A precedent for this is the case of Elwes vs. Brigg Gas Co. (Chancery, 1886). The gas company, licensees of land from Elwes, found a prehistoric boat while digging for gas. The question arose whether the gas company or Elwes owned the boat. The court decided that the landowner, not the finder, owned it.


•Jockey Johnny Longden, who has taken only one mount in the last 10 runnings of the Kentucky Derby, says he may handle Flutterby in this year's race. "This colt," says Longden, "is a son of Noor, and he seems to get better as the distances stretch out." Flutterby is trained by Longden's son, Vance.

•"California has lots of good high school boys with A averages," Cal Football Coach Marv Levy told a banquet audience, "and I think we're going to get both of them."

•Asked his reaction at being voted AFL player of the year, Dallas Halfback Abner Haynes replied: "Ain't no sense in a runner gettin' big-headed before he talks it over with his blockers."

•Rex C. Ellsworth, whose Swaps personally lifted the prestige of California racing in 1955 and 1956, has two new names to introduce this year.
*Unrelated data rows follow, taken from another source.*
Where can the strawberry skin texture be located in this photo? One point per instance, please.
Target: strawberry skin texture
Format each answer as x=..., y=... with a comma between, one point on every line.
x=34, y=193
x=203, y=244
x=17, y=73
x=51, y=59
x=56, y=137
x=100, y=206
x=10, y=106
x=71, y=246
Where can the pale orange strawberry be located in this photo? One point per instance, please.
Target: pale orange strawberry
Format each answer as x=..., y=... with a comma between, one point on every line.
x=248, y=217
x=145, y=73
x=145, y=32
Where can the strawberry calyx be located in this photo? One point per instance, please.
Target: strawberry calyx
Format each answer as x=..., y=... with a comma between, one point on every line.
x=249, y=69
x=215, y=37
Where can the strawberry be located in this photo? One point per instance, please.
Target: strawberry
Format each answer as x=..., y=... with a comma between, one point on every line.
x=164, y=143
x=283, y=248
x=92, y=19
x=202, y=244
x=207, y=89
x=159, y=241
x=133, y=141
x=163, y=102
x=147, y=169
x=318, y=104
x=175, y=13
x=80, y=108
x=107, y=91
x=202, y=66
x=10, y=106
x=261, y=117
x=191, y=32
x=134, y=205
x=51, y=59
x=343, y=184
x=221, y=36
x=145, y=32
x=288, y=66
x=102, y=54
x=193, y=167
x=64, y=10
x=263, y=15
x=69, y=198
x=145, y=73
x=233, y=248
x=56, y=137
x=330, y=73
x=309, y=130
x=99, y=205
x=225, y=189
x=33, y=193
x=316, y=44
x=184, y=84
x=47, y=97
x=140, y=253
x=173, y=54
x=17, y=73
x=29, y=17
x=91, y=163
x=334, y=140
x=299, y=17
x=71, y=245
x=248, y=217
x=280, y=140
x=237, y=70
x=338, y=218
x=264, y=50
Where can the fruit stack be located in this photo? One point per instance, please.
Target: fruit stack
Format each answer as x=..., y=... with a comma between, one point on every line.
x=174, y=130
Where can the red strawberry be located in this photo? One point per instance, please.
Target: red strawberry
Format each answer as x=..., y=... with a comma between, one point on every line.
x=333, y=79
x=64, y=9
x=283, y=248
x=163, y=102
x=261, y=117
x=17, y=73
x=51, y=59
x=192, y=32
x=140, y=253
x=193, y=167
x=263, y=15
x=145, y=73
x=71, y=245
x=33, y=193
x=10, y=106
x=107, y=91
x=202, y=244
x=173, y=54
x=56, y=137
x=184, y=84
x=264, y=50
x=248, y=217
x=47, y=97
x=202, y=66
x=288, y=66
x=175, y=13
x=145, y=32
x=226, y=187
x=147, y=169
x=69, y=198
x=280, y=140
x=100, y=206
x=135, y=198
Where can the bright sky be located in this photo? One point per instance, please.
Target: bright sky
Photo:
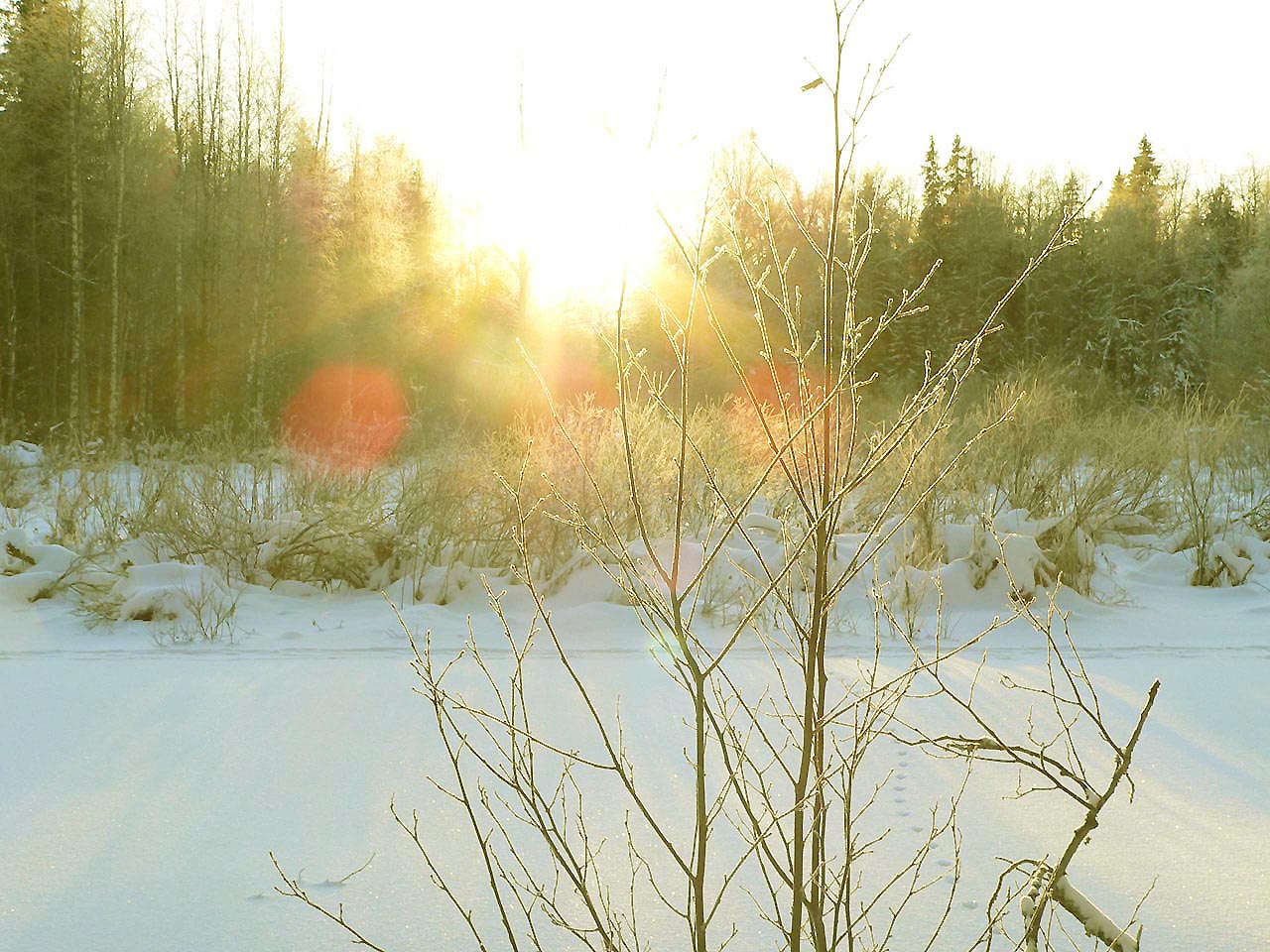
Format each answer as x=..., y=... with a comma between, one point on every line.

Olden Times, a 3-year-old colt about whom more will be heard in the weeks ahead, and Prove It, a 4-year-old son of Endeavor II. Prove It won the Santa Anita Maturity last week by four and a half lengths to give Ellsworth his first win in a $100,000 race since Swaps ran for him.

•Satchel Paige, now touring with basketball's Harlem Stars, still wants to get back into major league baseball. "I'm gonna try to bring baseball back," he said. "Maybe the big leaguers will help me. I'm not putting no bouquets on me but there won't be another pitcher like me for a hundred years."

•In his annual report to the membership of the American Horse Shows Association, in Houston, Chairman Adrian Van Sinderen announced with pleasure that in 1960 there were no complaints about judges being drunk.